United States v. Union Pacific Railroad
Headline: Railroad carriers lose bid to block an Interstate Commerce Commission rate order; Court reverses lower court and directs dismissal, allowing the ICC’s proportional long-and-short-haul rate scheme to remain enforced.
Holding:
- Prevents carriers from blocking the ICC’s proportional rate order.
- Allows the ICC’s long-and-short-haul percentage scheme to remain in effect.

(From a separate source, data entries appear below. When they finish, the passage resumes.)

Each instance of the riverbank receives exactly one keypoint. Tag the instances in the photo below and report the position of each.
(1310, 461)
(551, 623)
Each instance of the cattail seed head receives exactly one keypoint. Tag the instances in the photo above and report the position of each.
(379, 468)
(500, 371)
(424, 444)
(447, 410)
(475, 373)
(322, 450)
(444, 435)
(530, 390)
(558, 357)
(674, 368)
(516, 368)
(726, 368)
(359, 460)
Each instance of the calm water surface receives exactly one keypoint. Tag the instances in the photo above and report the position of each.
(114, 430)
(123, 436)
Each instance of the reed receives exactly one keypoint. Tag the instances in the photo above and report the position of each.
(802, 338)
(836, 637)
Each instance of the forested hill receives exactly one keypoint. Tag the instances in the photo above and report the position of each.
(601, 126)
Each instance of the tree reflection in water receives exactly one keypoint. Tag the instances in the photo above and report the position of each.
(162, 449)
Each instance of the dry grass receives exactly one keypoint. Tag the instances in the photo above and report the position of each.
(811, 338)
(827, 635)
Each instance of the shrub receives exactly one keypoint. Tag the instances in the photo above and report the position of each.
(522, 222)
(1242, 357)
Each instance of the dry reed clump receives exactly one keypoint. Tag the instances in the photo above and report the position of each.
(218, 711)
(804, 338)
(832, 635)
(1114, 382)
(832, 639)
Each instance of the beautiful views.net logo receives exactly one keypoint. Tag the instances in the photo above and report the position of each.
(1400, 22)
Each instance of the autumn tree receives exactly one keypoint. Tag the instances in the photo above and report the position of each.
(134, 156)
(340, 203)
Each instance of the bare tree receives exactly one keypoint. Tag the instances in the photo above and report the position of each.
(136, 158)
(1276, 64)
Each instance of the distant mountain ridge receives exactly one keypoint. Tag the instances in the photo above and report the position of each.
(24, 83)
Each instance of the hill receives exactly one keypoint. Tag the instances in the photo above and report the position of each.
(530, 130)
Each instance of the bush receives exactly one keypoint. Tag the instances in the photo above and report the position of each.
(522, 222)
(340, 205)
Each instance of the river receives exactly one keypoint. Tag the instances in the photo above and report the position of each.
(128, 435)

- Ends the carriers’ lawsuit seeking to stop the order.
Summary
Background
Eleven transportation carriers applied to the Interstate Commerce Commission to be relieved from the long-and-short-haul clause of the Act to Regulate Commerce. After hearings the Commission granted some relief but set proportional relations between longer and shorter hauls using percentage zones. The carriers refused to obey that order and sued in the Commerce Court to stop enforcement. The lower court entered an interlocutory injunction, and the record contains two appeals identified as No. 137 (interlocutory) and No. 163 (final decree); different localities are involved but the legal questions are the same.
Reasoning
The central question was whether the carriers could obtain and keep a court order preventing the Commission’s rate scheme from being enforced. The Court treated these cases with companion cases and said they are governed by the opinion in Nos. 136 and 162. For the reasons given in those companion opinions, the Supreme Court concluded the lower court erred in maintaining the injunction and ruling for the carriers. The Court reversed the decree and sent the cases back to the proper District Court with directions to dismiss the carriers’ bill for want of equity.
Real world impact
Because the Supreme Court reversed and ordered dismissal, the court injunction stopping the Commission’s proportional long-and-short-haul rate order is removed and the ICC order stands unless changed through other legal or administrative steps. The decision resolves these parallel local challenges the same way and ends the carriers’ particular efforts to block enforcement.